(Олег Чухонцев. 21 случай повествовательной речи. Олег Чухонцев. 37)
Опубликовано в журнале Новый Мир, номер 11, 2014
Олег Чухонцев. 21 случай повествовательной речи. Стихотворения и
поэма. СПб., «Лениздат»,
«Команда А», 2013, 128 стр.
Олег Чухонцев. 37. Киев, «Laurus», 2013, 124
стр. («Числа», вып. 5. Составитель серии Инна
Булкина).
У Олега Чухонцева книги выходят нечасто. От
первого сборника с горько-ироническим названием «Из трех тетрадей» (1976),
подразумевающим, что поэт до своего «дебюта» уже подготовил к печати три книги,
и до настоящего времени их издано всего одиннадцать. Среди них и более или
менее представительные собрания: «Ветром и пеплом» (1989), «Стихотворения»

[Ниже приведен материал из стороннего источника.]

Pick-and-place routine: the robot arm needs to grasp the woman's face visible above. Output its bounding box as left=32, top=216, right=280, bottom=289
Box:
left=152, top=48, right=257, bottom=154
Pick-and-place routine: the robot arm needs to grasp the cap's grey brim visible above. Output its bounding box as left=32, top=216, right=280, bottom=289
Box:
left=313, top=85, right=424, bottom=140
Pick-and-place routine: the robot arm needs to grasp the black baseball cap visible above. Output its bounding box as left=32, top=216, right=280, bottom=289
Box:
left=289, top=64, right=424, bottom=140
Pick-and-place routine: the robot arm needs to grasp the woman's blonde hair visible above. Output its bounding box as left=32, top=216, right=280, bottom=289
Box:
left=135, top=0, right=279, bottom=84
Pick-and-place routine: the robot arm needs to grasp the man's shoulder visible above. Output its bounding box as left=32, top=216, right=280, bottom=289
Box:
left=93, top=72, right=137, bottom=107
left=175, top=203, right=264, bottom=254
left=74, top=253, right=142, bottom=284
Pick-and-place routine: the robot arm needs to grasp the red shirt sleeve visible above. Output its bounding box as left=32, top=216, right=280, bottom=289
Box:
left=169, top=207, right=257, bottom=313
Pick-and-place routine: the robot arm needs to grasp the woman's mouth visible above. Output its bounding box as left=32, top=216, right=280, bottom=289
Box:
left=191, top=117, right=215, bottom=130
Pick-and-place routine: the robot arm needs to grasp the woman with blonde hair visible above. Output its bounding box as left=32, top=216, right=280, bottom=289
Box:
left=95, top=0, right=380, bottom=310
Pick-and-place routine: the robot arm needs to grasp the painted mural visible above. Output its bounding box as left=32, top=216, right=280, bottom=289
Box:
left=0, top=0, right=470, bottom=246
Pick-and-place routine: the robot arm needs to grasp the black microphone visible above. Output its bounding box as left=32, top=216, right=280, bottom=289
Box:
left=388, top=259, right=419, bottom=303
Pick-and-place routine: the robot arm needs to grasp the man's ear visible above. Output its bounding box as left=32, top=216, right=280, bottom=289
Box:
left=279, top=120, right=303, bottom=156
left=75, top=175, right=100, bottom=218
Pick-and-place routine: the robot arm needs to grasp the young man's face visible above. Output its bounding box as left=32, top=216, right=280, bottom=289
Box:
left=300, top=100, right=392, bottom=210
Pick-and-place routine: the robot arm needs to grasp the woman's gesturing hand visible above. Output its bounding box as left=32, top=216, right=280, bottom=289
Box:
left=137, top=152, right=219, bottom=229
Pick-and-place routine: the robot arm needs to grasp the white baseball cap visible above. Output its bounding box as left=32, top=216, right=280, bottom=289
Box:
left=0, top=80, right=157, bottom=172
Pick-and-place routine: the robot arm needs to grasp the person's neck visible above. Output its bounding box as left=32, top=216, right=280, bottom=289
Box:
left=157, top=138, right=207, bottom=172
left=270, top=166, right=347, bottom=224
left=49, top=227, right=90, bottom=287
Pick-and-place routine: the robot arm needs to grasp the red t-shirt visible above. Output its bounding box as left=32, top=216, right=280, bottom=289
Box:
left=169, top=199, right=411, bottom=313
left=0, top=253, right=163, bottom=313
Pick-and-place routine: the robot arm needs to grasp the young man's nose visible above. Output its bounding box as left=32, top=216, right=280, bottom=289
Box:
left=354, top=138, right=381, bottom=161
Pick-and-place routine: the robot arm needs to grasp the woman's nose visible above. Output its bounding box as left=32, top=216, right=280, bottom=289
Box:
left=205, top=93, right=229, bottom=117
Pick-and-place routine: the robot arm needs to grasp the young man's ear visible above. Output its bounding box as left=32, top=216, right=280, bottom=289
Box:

(1989), «Пробегающий пейзаж» (1997), «Из сих пределов» (2005, переиздан в
2008), «Из лирики» (2007), и специальное издание одного произведения «Однофамилец»
(2008), и собственно книги, сложенные из новых на тот момент стихов: «Слуховое
окно» (1983) — фактически переформатированная «Из трех тетрадей» с существенным
дополнением и «Фифиа» (2003) — по сути, единственная
после первой, где представлены тексты, не входившие ранее в другие издания.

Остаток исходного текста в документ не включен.